Angels
Careful to make no disturbance moving the chair, she sat down next to him. He stared forward, his black pupils turned upward just a couple of degrees. Before him on the table, the fingers of his two hands interlocked whitely. “The void of the Saints drugged in the deeds of the past,” he whispered without inflection or tone. “The belief and the agony groans of eyelets. Many small eyelets that see many things.”
Mrs. Houston concentrated on the image in her mind’s eye of her son William, and she laid two dollars near the boy’s convulsive hands. She put out of her mind the idea that he might be faking. She understood nothing; but she believed the answers were here.
“The seeking of things in outer space,” the boy was saying, “things lost to us, things coming back, things going away into the void of the eye. Every face is a moment, every moment is a word, every word is yes, every yes is now, every now is a vision of belief.”
Although his eyes weren’t closed, they suddenly gave her the impression of having opened. “Was there anything to interpret?” he said. “Perhaps you heard something worth pondering. I don’t know.” He didn’t touch the money. Mrs. Houston was silent, trying to recall and commit to memory the whispered words of his prophecy. Face is moment is word is yes is now—every now is a vision of belief. She knew what “yes” meant: William Junior. Yes, he was coming to Phoenix. The rest she would have to ponder, just as this seer had indicated.

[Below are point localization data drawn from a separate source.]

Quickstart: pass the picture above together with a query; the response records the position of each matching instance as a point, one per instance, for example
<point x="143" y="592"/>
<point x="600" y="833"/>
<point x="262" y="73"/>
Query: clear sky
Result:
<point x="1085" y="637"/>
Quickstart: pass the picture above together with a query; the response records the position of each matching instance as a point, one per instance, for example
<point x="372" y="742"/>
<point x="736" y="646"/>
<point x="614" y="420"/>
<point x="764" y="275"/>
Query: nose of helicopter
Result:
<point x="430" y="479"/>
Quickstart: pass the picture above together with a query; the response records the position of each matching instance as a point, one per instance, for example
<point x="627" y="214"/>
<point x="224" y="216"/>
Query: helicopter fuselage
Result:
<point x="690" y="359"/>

She grew unquiet under his gentle gaze. She wanted to say something that might get him to go away. She made a gesture toward the two dollars on the table between them. “Please talk to me about yourself,” he said. “Just for a few minutes, and then I have to go.”
His interest was so clearly genuine that it alarmed her. “Well, what would I want to talk about?” Her heart began to race. “All of a sudden I feel shy as a girl. But I ain’t one,” she said—remembering the guard’s indifference at the bank. “I’ll be seventy the next first of August, God willing.”
She stopped talking; but the boy didn’t stop looking at her face. He didn’t seem prying, or even all that curious. He was only there; he was merely interested.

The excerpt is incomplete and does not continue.